Uno de los cambios más evidentes es el fenómeno de la contratación en masa. Hasta el advenimiento de la revolución industrial, la contratación era, por lo general, personalizada. El contrato era fruto de una negociación previa de las partes. Sin embargo, el modo de producción industrial arrasó a este modo de negociación. La producción de bienes en serie encontró su correlato en la “negociación” igualmente seriada de los contratos. La producción artesanal quedó relegada a un segundo plano por el uso intensivo del capital, la producción en serie, la división del trabajo y la hiperespecialización. Lo mismo ocurrió con la negociación “artesanal” de los contratos. El nuevo modo de producción generó un nuevo sistema de comercialización: el contrato en masa. El contrato se despersonaliza.
Este nuevo contrato tiene un contenido predispuesto y estandarizado. Por lo general, lo predispone el oferente del bien o servicio, y al destinatario de la oferta solo le queda la opción de contratar o no hacerlo, pero, si lo hace, no puede alterar sustancialmente el contenido predispuesto.

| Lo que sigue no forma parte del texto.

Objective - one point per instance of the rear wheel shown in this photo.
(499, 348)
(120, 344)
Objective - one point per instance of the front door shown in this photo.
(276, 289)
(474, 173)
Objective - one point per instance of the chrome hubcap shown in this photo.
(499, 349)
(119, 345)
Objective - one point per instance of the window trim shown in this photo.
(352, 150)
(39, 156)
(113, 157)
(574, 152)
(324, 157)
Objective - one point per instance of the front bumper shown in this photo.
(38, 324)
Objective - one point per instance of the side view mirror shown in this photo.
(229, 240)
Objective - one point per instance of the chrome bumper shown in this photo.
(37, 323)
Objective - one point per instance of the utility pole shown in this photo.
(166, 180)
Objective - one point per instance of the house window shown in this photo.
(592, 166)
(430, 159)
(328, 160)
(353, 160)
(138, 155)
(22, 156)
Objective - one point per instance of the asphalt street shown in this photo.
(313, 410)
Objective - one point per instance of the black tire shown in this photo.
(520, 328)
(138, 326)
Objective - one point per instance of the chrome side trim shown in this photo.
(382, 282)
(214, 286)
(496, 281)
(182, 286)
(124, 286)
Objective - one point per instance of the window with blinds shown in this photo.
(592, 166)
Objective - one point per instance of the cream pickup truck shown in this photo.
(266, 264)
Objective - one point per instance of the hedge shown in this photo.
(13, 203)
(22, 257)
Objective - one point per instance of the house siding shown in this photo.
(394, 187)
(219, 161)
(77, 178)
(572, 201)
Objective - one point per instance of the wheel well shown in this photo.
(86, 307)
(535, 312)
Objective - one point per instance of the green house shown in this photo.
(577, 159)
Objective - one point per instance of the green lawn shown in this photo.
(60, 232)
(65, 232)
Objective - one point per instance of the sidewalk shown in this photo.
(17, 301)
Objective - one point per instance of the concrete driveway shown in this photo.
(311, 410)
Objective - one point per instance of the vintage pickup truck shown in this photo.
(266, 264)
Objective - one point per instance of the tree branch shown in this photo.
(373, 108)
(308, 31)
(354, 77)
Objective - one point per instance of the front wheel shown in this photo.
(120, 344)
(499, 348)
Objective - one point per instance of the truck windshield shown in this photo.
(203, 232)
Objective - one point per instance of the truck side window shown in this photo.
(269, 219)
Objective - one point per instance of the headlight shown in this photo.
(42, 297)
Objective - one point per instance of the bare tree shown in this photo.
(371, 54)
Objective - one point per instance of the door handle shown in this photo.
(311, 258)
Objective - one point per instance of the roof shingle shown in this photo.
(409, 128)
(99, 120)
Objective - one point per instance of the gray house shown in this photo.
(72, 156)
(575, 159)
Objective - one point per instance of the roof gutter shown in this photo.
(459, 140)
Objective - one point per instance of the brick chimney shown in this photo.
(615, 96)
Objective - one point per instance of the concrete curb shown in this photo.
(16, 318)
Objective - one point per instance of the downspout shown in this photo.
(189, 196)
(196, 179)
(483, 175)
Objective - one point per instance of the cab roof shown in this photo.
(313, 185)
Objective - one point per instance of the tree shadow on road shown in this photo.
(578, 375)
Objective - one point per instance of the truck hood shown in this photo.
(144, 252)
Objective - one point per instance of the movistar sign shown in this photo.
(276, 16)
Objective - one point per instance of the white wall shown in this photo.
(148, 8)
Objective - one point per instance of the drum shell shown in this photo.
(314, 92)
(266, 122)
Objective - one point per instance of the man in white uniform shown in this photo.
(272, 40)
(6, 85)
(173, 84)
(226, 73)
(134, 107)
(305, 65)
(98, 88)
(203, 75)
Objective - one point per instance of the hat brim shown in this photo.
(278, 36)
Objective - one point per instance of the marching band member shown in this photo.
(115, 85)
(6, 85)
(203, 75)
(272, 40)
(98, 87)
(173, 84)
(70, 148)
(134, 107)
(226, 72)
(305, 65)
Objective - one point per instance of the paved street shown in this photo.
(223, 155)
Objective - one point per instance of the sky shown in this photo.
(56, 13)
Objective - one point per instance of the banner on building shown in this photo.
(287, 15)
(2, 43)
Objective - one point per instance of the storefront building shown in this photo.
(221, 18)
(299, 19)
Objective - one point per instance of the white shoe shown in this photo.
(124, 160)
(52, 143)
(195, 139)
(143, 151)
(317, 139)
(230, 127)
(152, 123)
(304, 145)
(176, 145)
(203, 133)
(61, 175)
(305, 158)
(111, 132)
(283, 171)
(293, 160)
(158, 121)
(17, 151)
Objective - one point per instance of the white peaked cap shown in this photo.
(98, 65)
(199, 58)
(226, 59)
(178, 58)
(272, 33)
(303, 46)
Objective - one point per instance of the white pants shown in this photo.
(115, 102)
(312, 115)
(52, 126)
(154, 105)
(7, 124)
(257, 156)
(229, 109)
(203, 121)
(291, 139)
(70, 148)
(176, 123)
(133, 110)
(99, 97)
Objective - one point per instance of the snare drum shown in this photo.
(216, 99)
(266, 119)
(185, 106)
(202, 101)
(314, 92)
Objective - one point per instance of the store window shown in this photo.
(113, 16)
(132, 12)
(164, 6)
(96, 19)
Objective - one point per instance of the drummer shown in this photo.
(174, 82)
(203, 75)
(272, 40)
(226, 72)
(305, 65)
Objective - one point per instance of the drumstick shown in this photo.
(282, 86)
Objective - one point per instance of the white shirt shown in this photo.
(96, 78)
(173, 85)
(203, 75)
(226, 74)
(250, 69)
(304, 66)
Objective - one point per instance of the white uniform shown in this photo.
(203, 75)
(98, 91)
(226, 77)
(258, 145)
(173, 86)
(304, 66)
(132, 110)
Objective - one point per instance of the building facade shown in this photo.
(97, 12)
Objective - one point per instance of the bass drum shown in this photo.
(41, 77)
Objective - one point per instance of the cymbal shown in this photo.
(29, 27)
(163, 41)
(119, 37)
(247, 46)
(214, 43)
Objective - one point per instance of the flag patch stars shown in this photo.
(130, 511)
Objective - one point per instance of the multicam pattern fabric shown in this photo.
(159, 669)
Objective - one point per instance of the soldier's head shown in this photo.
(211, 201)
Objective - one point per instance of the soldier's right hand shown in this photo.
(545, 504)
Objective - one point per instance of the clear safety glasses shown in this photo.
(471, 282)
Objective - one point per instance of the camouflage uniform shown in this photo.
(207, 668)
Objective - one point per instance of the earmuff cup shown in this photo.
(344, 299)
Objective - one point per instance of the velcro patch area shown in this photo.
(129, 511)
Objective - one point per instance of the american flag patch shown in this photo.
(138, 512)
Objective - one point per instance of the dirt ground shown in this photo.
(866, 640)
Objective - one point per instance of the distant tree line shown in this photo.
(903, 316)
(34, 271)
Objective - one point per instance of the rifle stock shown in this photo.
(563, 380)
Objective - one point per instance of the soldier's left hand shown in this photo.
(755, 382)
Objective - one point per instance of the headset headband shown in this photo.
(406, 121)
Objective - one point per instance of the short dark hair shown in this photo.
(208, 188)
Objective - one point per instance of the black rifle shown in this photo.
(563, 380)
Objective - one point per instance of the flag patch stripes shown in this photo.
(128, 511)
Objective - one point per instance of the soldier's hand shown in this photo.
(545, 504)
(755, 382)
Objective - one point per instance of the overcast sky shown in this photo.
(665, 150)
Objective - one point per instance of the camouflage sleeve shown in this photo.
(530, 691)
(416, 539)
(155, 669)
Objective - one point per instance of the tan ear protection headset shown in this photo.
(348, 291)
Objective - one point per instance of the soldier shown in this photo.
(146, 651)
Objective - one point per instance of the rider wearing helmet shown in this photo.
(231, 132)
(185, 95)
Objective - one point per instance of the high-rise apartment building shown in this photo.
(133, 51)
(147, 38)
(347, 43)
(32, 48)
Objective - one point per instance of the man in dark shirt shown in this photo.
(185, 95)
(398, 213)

Se resiente, así, la libertad de regulación del contenido del contrato, y cruje el dogma de la autonomía de la voluntad. Más allá de su eficiencia económica, esta forma de contratación conlleva un riesgo: que el predisponente abuse del adherente. Este peligro se ha hecho realidad en muchísimos casos.
Entra en crisis, así, otro de los presupuestos de la concepción moderna del contrato: la igualdad. Frente a la igualdad formal que surge de las constituciones y las leyes, hay una profunda asimetría real entre los contratantes.
Ante este cuadro, el Estado no puede quedarse cruzado de brazos. Es imperioso proteger al más débil de la relación contractual: el consumidor. Esto ha generado, a nivel mundial, la consagración de regímenes de defensa del consumidor. También, aunque menor medida, de normas relativas a los contratos celebrados por adhesión o predispuestos. Estos regímenes implican un fuerte recorte a la autonomía de la voluntad en el ámbito contractual.